We assumed that the trait „L" allows for learning in two different situations: anti-predator behaviour and handling resources. One might argue that this is an unjustified simplification as these situations represent cognitive problems from two different domains. Indeed, this could be a valid point. However, we intuitively expect that even with two independently evolving learning traits our main findings would remain qualitatively similar, i.e. that different environmental conditions can select for all combinations of exploration- and learning-styles and that these styles could in principle co-exist in the same population. Yet, certainly the parameter space under which similar strategies would be found will shift to some degree. And of course, with more evolving traits, we would likely find more cognitive styles e.g. some fast explorers which are good at anti-predator learning but slow at reducing resource handling times and vice versa.
Anyways, the assumption that learning abilities such as associative learning can be domain-general or at least underlie the performance in different cognitive tasks may not be an unjustified simplification after all. In fact, studies have shown that, at least in some taxa, animals show „general intelligence”, meaning that species, or individuals, which score high in one cognitive task also score high in tasks of other cognitive domains [reviewed e.g. in 43]. It is conceivable that mechanisms such as simple associative abilities may allow to learn in different situations and that our simulation may be realistic in this regard.
We also want to point out that, although the models presented here are based on genetic adaptation, we would expect similar outcomes if adaptive phenotypes, in our case specialized cognitive styles, would develop via developmental plasticity. Whether plastic responses are to be expected depends mostly on the timescale on which local conditions change. When environmental conditions change intermediately fast, plastic development are favoured, while under very fast or very slow changing conditions, fixed development (adjusted by genetic adaptation) dominates [e.g. 44]. Anyhow, both fixed and plastic development should usually lead to phenotypes that are adapted to local conditions. We therefore expect, as mentioned in the introduction, that the general conclusions of the present study can be transferred to systems in which differences in cognitive styles are generated by plasticity.

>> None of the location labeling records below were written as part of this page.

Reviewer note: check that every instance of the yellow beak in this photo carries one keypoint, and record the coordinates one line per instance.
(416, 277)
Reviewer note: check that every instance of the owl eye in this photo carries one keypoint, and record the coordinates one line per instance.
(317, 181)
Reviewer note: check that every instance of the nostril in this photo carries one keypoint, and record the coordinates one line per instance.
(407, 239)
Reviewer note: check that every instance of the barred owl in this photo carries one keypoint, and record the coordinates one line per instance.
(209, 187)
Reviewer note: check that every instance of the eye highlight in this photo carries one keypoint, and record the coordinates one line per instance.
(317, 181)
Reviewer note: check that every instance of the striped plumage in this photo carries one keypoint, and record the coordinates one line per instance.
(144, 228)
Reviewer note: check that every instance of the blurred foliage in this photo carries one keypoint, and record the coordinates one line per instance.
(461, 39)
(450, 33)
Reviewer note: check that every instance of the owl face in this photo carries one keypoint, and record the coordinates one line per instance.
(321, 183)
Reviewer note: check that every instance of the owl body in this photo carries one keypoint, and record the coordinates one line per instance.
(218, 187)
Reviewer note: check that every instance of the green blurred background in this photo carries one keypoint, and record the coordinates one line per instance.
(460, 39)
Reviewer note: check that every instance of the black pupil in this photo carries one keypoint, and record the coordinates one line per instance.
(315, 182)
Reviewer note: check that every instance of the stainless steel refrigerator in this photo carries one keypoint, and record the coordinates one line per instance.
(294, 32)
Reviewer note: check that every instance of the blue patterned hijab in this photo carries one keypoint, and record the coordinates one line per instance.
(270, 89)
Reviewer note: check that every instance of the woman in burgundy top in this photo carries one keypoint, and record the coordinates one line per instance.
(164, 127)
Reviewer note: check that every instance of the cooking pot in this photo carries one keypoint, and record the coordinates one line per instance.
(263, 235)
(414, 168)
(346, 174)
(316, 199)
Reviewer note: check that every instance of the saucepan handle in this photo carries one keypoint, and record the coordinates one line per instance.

In this study, we regard the interplay of five aspects: exploration, learning, environmental complexity (implemented as “resource composition”), predation pressure, and maximum lifespan. We chose these aspects because they are often investigated and discussed in regard to animal personality, coping or cognitive style. However, of course, many other aspects of the environment and the species living in it are likely to influence the evolution of cognitive styles. For example, instead of handling resources, other environmental aspects may need to be learned, such as navigation through space [45], or nest-building [46]. Also, when interacting with conspecifics, cognitive styles may strongly be influenced by social learning skills. If learning is involved in interactions with other intelligent agents such as conspecifics or predators, interesting dynamics may occur in the evolution of cognitive styles. This may be a worthy field of further investigations which may help to understand the evolution of animal intelligence in general.
As a final remark we want to point out that there has been much work done, both theoretical and experimental, on the co-existence of competing species and some general conclusions may be transferable to a within-species context. Thereby, the scientific younger field of individual differences (i.e. behavioural types, coping styles, animal personality or cognitive styles) may benefit from decade-long research of interactions between species. On the other hand, no such generalisations may be possible when within-species processes such as sexual selection or kin competition are involved.